Google Cloud IOT Example on ESP8266
Clone or download
Latest commit 8d1a621 Jan 17, 2019

Google Cloud IoT JWT

This is an example of how to generate JSON Web Token (JWT) credentials for connecting to Google Cloud IoT Core.

This contains two parts: a library to make a JWT (json web token) which is used to authenticate with Google Cloud IOT, and Arduino sketches that demonstrate how to connect to Google Cloud IOT using the available HTTP and MQTT bridges.

This example is not an officially supported Google product, does not have a SLA/SLO, and should not be used in production.

Supported hardware targets

Currently, we support the following hardware targets:

  • Genuino MKR1000 and WiFi101
  • Espressif ESP32
  • Espressif ESP8266


Some examples use specific dependencies that need to be installed via the Arduino Library manager.

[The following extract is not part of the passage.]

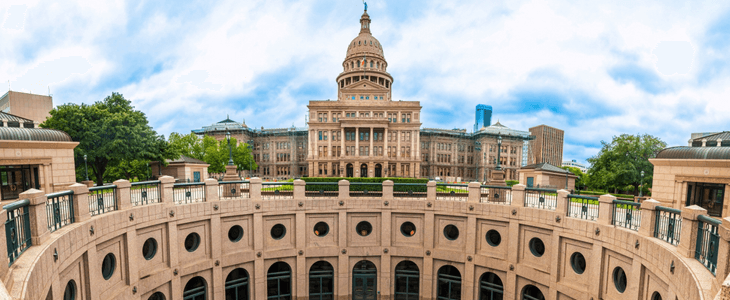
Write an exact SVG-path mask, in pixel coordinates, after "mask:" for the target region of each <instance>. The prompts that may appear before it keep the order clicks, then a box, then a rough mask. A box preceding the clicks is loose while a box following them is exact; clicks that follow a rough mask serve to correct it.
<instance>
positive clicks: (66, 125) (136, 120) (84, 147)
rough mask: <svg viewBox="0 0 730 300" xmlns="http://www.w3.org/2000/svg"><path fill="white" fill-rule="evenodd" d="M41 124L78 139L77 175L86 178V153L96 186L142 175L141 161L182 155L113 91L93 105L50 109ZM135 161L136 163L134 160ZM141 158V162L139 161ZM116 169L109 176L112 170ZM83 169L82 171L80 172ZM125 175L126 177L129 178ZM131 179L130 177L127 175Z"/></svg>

First, install the library using the Arduino Library Manager.

  • Open Arduino and select the Sketch > Include Library > Library Manager menu item.
  • In the filter box, search for "Google Cloud IoT JWT".
  • Install the library

Next, enable the Cloud IoT Core API by opening the Google Cloud IoT Core console.

Next, create your device registry as described in the Quickstart or by using the Google Cloud SDK.

If you're using the SDK, the following commands will setup PubSub and Cloud IoT Core for testing on your Arduino device:

Create the PubSub topic and subscription:

gcloud pubsub topics create atest-pub --project=YOUR_PROJECT_ID
gcloud pubsub subscriptions create atest-sub --topic=atest--pub

Create the Cloud IoT Core registry:

gcloud iot registries create atest-registry \
  --region=us-central1 --event-notification-config=topic=atest-pub

Generate an Eliptic Curve (EC) private / public key pair:

openssl ecparam -genkey -name prime256v1 -noout -out ec_private.pem
openssl ec -in ec_private.pem -pubout -out ec_public.pem

Register the device using the keys you generated:

gcloud iot devices create atest-dev --region=us-central1 \
    --registry=atest-registry \
    --public-key path=ec_public.pem,type=es256

At this point, your registry is created and your device has been added to the registry so you're ready to connect it.

Select one of the available samples from the File > Examples > Google Cloud IoT Core JWT menu and find the configuration section (ciotc_config.h in newer examples).

Find and replace the following values first:

  • Project ID (get from console or gcloud config list)
  • Location (default is us-central1)
  • Registry ID (created in previous steps, e.g. atest-reg)
  • Device ID (created in previous steps, e.g. atest-device)

You will also need to extract your private key using the following command:

openssl ec -in ec_private.pem -noout -text

... and will need to copy the output for the private key bytes into the private key string in your Arduino project.

When you run the sample, the device will connect and receive configuration from Cloud IoT Core. When you change the configuration in the Cloud IoT Core console, that configuration will be reflrected on the device.

Before the examples will work, you will also need to configure the root certificate as described in the configuration headers.


You can see the Arduino client library in action in the Cloud IoT Demo from Google I/O 2018

Error codes

If you're using a sample that uses PubSub MQTT, the error codes are listed in this header file.

The error codes for the lwMQTT library are listed in this header file.

Known issues

If you're using PlatformIO with the PubSub client, add the following line to your platformio.ini to increase the packet size in the build step.

build_flags = -DMQTT_MAX_PACKET_SIZE=384 

HTTP Examples

  • We occasionally encounter 403 errors on these samples, not sure of the cause. In some cases, it seems this is occurring due to invalid / bad iss / exp fields in the JWT.
  • Transmitting telemetry seems less reliable than setting state and getting device configuration.


Apache 2.0; see LICENSE for details.


This project is not an official Google project. It is not supported by Google and Google specifically disclaims all warranties as to its quality, merchantability, or fitness for a particular purpose.